We say that a DNA string <b>encodes</b>an amino acid Peptide if the RNA string transcribed from either Pattern or its reverse complement Pattern translates into Peptide.

`PeptideEncoding("ATGGCCATGGCCCCCAGAACTGAGATCAATAGTACCCGTATTAACGGGTGA", "MA")` outputs something like `["ATGGCC","GGCCAT", "ATGGCC"]`

*Tip: Iterate through your string of DNA grabbing segments that are 3*len(peptide). transcribe, then translate the segments. If the translation is the same as your peptide, return that value back out. Do the same for the reverse complement of your DNA.

In [21]:
def peptideEncoding(seqDNA: Seq, peptide: Seq):
    length = len(peptide)*3
    finalList = []
    i = 0
    while i<len(seqDNA):
        if i+length>len(seqDNA):
            return finalList
        temp = seqDNA[i:i+length]
        tempReverse = temp.reverse_complement()
        tempRNA = rnaToAminoAcid(dnaToRna(temp))
        tempReverseRNA = rnaToAminoAcid(dnaToRna(tempReverse))
        if tempRNA == peptide:
            finalList.append(temp)
        if tempReverseRNA == peptide:
            finalList.append(temp)
        i+=1
    return finalList
string = Seq("ATGGCCATGGCCCCCAGAACTGAGATCAATAGTACCCGTATTAACGGGTGA")
print(peptideEncoding(string, Seq("MA")))

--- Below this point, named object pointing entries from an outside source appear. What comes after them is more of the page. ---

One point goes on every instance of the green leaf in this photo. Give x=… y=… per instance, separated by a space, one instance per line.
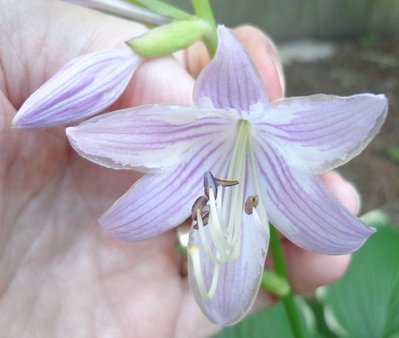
x=271 y=323
x=393 y=154
x=365 y=302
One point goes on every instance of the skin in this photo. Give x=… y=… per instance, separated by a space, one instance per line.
x=60 y=275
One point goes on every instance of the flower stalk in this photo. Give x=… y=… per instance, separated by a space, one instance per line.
x=203 y=10
x=281 y=271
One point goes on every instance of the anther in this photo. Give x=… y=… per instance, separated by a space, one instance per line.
x=250 y=204
x=201 y=205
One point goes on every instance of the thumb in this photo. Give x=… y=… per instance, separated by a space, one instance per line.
x=262 y=51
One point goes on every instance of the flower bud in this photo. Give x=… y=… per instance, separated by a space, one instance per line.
x=82 y=88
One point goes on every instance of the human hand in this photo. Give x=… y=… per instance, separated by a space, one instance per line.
x=60 y=275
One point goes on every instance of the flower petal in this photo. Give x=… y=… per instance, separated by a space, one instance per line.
x=300 y=206
x=149 y=137
x=124 y=9
x=239 y=281
x=321 y=132
x=82 y=88
x=159 y=202
x=230 y=80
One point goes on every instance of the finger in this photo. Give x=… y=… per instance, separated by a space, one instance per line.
x=307 y=270
x=262 y=52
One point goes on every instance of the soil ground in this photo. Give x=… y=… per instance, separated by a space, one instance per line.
x=358 y=67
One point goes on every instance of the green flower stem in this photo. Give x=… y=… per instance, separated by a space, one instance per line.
x=281 y=271
x=203 y=10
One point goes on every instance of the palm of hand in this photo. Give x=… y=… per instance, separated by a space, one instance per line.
x=60 y=275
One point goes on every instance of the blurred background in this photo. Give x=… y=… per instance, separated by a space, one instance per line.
x=337 y=47
x=340 y=47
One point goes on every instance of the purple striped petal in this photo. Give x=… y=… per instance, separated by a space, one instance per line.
x=302 y=208
x=230 y=80
x=159 y=202
x=149 y=137
x=321 y=132
x=82 y=88
x=239 y=281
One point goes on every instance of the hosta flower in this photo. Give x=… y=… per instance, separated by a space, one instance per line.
x=124 y=9
x=82 y=88
x=274 y=151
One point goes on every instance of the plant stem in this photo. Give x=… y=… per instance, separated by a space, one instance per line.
x=281 y=271
x=203 y=10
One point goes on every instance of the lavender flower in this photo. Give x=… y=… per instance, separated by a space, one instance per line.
x=274 y=150
x=82 y=88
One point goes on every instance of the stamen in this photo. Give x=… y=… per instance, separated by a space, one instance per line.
x=219 y=256
x=201 y=205
x=250 y=204
x=226 y=183
x=210 y=183
x=194 y=252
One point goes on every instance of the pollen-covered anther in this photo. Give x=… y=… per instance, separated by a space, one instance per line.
x=250 y=204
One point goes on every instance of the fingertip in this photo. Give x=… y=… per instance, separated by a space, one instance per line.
x=262 y=51
x=308 y=270
x=265 y=56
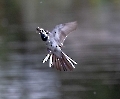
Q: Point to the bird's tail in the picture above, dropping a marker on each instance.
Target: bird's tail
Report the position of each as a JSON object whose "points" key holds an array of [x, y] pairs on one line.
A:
{"points": [[60, 63]]}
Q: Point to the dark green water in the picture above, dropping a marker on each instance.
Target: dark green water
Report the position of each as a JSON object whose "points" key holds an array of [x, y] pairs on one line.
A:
{"points": [[95, 45]]}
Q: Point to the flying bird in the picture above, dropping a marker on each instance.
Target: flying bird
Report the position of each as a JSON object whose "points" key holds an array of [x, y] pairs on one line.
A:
{"points": [[54, 41]]}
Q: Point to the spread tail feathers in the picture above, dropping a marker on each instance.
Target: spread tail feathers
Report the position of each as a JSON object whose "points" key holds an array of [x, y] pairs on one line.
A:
{"points": [[63, 63]]}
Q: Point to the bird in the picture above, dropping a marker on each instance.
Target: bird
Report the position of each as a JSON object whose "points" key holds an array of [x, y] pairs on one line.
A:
{"points": [[54, 41]]}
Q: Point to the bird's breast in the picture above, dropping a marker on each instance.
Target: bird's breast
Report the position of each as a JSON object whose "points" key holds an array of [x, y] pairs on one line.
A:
{"points": [[54, 48]]}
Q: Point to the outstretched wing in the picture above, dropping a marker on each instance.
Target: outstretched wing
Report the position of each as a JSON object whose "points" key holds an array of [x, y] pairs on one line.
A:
{"points": [[61, 31]]}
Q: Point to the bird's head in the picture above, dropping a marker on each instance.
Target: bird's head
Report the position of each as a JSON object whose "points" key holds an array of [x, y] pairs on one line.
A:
{"points": [[43, 33]]}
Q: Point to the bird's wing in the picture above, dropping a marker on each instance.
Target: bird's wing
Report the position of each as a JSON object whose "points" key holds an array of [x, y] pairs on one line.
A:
{"points": [[61, 31]]}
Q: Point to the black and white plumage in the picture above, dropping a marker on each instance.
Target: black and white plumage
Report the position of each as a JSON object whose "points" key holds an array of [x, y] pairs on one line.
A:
{"points": [[54, 41]]}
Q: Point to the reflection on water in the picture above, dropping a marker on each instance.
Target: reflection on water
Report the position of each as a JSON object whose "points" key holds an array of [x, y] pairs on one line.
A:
{"points": [[17, 82], [94, 45]]}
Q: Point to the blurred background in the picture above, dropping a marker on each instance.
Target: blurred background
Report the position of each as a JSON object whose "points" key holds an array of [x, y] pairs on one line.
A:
{"points": [[95, 45]]}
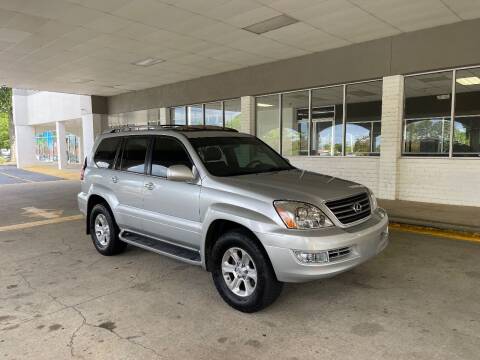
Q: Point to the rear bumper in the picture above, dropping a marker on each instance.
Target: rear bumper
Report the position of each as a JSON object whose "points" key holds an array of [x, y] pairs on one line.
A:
{"points": [[365, 240]]}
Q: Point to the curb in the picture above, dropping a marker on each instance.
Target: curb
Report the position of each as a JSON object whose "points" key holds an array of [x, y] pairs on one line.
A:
{"points": [[432, 231]]}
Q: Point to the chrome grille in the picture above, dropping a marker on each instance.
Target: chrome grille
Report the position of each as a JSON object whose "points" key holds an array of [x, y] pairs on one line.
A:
{"points": [[344, 210], [337, 254]]}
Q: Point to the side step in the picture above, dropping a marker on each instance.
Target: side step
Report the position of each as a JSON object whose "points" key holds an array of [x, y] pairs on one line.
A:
{"points": [[161, 247]]}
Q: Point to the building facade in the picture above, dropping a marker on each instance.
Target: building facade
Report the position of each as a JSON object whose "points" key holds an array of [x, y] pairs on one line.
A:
{"points": [[399, 114]]}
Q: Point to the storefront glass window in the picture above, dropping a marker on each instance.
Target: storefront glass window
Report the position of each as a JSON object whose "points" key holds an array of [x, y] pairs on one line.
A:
{"points": [[295, 123], [268, 120], [428, 101], [364, 112]]}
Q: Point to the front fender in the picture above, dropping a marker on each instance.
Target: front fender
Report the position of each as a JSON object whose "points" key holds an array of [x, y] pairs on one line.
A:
{"points": [[252, 220]]}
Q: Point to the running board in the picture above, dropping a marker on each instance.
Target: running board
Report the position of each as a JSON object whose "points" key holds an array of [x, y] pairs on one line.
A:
{"points": [[161, 247]]}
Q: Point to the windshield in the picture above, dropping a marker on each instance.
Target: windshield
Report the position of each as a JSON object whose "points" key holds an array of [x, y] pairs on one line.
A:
{"points": [[230, 156]]}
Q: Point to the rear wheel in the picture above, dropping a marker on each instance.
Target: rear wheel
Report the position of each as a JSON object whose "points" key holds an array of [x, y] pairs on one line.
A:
{"points": [[242, 273], [104, 231]]}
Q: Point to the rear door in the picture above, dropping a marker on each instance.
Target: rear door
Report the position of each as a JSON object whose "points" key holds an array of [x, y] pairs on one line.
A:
{"points": [[128, 182], [171, 207]]}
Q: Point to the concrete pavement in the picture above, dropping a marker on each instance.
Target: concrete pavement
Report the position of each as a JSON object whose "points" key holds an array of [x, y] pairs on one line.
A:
{"points": [[61, 299]]}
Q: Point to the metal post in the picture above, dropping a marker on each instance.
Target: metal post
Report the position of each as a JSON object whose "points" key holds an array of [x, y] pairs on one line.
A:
{"points": [[344, 125], [280, 100], [452, 115], [223, 112], [310, 123]]}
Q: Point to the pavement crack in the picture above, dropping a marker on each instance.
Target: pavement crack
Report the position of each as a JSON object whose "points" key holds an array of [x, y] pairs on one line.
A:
{"points": [[74, 334], [85, 323]]}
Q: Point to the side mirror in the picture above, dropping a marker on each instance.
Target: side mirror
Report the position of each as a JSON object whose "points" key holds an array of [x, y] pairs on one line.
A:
{"points": [[180, 173]]}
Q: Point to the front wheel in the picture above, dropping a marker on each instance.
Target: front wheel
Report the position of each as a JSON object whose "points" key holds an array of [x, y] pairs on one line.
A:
{"points": [[104, 231], [242, 273]]}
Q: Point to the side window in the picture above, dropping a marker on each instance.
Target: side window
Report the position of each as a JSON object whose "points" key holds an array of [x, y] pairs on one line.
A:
{"points": [[106, 151], [134, 154], [166, 152]]}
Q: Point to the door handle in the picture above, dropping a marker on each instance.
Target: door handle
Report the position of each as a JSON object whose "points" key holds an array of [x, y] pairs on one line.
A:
{"points": [[149, 186]]}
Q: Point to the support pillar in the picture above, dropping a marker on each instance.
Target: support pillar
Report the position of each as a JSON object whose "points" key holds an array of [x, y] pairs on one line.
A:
{"points": [[391, 147], [25, 145], [164, 116], [61, 144], [247, 118]]}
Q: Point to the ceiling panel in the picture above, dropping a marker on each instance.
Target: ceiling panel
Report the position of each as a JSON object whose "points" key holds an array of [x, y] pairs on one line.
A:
{"points": [[89, 46]]}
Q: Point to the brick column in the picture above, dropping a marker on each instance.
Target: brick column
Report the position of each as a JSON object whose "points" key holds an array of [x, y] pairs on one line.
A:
{"points": [[61, 144], [91, 128], [247, 118], [391, 147]]}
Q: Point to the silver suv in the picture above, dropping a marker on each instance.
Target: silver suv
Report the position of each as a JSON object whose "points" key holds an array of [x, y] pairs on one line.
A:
{"points": [[228, 202]]}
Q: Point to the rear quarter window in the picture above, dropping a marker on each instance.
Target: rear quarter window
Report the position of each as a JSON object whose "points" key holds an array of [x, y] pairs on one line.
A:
{"points": [[106, 151]]}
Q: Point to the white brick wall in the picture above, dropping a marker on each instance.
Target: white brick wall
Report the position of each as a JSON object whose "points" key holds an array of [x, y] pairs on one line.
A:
{"points": [[390, 151], [444, 181], [363, 170]]}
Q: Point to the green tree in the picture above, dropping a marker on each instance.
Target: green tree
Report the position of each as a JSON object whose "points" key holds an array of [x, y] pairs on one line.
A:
{"points": [[6, 108]]}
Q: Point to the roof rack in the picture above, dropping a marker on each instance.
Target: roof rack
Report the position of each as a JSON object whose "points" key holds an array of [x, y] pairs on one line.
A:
{"points": [[128, 128]]}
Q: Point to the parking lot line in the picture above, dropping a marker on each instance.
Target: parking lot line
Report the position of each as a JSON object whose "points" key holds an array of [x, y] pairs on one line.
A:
{"points": [[15, 177], [40, 223], [449, 234]]}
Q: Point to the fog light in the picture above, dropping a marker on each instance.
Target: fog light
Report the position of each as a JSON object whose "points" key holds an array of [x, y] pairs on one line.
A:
{"points": [[309, 257]]}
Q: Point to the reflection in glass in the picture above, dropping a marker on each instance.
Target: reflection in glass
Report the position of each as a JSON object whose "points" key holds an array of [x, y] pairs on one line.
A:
{"points": [[177, 115], [195, 115], [327, 120], [233, 110], [466, 136], [214, 114], [427, 136], [267, 115], [295, 123], [427, 114], [364, 109], [46, 146]]}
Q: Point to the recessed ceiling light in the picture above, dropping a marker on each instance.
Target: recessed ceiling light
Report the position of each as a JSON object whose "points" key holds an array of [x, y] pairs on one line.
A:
{"points": [[473, 80], [148, 62], [274, 23], [443, 97], [81, 81]]}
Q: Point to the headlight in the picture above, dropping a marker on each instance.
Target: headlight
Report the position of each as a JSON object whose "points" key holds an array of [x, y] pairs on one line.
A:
{"points": [[299, 215], [373, 201]]}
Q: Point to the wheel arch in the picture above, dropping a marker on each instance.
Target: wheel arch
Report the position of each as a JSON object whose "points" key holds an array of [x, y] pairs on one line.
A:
{"points": [[219, 227], [95, 199]]}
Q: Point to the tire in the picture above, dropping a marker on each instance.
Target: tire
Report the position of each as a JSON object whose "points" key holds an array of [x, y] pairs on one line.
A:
{"points": [[233, 280], [105, 245]]}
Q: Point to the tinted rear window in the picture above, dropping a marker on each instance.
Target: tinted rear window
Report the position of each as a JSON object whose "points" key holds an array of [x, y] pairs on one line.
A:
{"points": [[168, 152], [106, 152], [134, 154]]}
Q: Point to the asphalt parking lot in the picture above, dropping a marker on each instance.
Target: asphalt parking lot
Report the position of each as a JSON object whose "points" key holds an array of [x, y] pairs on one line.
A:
{"points": [[60, 299]]}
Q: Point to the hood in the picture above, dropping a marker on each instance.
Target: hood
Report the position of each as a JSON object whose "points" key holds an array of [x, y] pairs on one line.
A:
{"points": [[295, 184]]}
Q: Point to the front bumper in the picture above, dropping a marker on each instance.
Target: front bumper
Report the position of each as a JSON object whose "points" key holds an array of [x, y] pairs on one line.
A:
{"points": [[365, 240]]}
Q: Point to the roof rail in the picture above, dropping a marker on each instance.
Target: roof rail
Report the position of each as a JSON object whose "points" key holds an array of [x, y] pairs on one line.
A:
{"points": [[128, 128]]}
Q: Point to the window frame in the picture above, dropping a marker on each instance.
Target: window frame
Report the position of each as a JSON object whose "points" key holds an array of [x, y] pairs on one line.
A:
{"points": [[344, 118], [202, 105], [450, 154], [150, 154], [119, 160], [115, 158]]}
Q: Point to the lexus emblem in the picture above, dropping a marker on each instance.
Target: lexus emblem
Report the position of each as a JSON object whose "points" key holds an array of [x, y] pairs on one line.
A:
{"points": [[357, 207]]}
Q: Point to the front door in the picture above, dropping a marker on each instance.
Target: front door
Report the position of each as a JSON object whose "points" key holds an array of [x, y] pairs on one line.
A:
{"points": [[171, 207], [128, 183]]}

[Seq('ATGGCC'), Seq('GGCCAT'), Seq('ATGGCC')]


##### (5) Download the *Bacillus brevis* genome from moodle. Search for segments of DNA in the bacteria's genome that encode for Tyrocidine B1. How many such segments exist? 

In [25]:
TyrocidineB1 = 'VKLFPWFNQY'
bacillus = open("Bacillus_brevis.txt", 'r').read().split()
bacillus = "".join(bacillus)
print(peptideEncoding(Seq(bacillus), Seq(TyrocidineB1)))

KeyboardInterrupt: 

***
We were unable to find any 30-mers in the bacterial genome that encode for Tyrocidine B1. 

As it turns out, Tyrocidine is a cyclic peptide.

#### (6) How many different linear representations of Tyrocidine exist? 
*A cyclic peptide has each amino acid joined in a circle. Removing a the bond between a pair of amino acids would make the peptide linear. How many ways are there to achieve this?*

#### (7) Search the *Bacillus brevis* genome for each of the linear representations of Tyrocidine. Did you find any?